Opinion: Roundup of state lawmaker actions


Commentary by Pete Smith

The legislative session has wrapped up for the year, but calling it a “short” session would be misleading. Gov. Pence put forth an ambitious agenda and only some it matched up with that of the legislature.

Pence had sought elimination of the business personal property tax. The bill he’ll get, Senate Bill 1, allows a “county income tax council” to exempt any new business personal property (other than utility personal property) from the tax, create super-tax-abatements that can last 25 years, lowers the corporate income tax from 6.5 percent to 4.9 percent and establishes a commission on business personal property and business taxation to study certain issues during the 2014 legislative summer session. It appears the definition of “new” will be important to the collection of this tax in the future.

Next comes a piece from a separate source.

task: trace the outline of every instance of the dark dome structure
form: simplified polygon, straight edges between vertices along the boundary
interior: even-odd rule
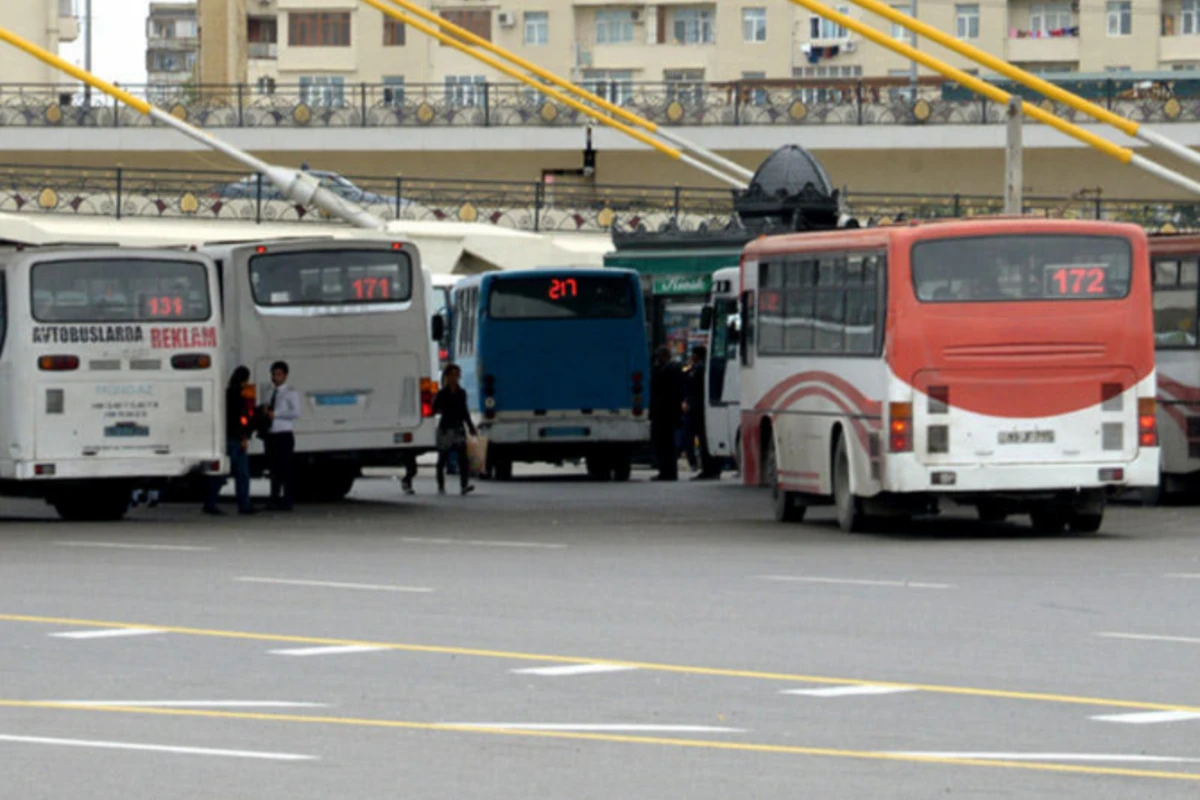
[[[733,206],[751,230],[828,230],[838,226],[838,193],[821,162],[798,144],[779,148],[759,165]]]
[[[798,144],[781,147],[759,164],[751,181],[751,190],[770,197],[790,197],[812,186],[822,194],[833,193],[833,184],[821,162]]]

Pence will also be presented with a bill that would alter the fate of redevelopment commissions in Indiana, a cause long championed by State Sen. Luke Kenley who represents northeast Carmel. SB 118 requires redevelopment commissions to get approval from a city council if they spend more than $5 million to acquire property or the loan repayment period is greater than three years, that a city council can review a commission’s annual budget and can request any information regarding the sale of property and that commissions are subject to public records laws. A clause requiring that Any TIF district established before July 1, 1995, expire by June 30, 2025 (or the last date of any obligations outstanding on July 1, 2015, whichever is later) was removed from the bill during conference committee.

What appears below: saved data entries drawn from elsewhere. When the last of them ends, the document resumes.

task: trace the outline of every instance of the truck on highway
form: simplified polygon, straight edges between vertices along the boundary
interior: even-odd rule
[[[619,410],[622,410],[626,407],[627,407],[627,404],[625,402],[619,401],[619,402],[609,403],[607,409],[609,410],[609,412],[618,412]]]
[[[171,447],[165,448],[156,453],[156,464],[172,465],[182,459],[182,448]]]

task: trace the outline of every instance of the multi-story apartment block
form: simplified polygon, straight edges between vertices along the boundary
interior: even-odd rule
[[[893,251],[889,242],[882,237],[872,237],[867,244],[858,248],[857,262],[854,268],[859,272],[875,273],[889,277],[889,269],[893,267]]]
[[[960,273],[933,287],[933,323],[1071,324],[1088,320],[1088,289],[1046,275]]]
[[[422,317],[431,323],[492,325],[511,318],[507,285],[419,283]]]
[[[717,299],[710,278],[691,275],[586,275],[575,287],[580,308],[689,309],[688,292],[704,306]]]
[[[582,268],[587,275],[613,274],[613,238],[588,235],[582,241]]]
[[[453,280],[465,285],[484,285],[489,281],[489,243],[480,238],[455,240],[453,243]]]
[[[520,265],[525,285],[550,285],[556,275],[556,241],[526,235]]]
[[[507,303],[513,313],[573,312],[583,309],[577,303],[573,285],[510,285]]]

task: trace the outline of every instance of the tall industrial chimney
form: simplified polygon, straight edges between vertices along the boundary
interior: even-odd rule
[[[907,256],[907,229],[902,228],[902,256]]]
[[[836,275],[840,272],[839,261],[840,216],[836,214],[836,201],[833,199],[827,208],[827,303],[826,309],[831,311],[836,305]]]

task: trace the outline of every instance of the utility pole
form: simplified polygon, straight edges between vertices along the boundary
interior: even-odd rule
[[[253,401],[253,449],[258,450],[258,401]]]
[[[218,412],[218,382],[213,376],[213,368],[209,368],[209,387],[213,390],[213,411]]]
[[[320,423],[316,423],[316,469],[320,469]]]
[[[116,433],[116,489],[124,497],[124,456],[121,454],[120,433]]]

And lastly Pence will get a bill that will allow the voters of Hamilton County (and others surrounding Indianapolis) to choose whether a regional transportation authority should be created and funded using an increase in income taxes. At least 25 percent of its operating costs must come from fares and 10 percent from other sources, most likely public-private partnerships. A corporate tax was removed from the bill as a potential funding source.

The bills will now head to the governor’s desk.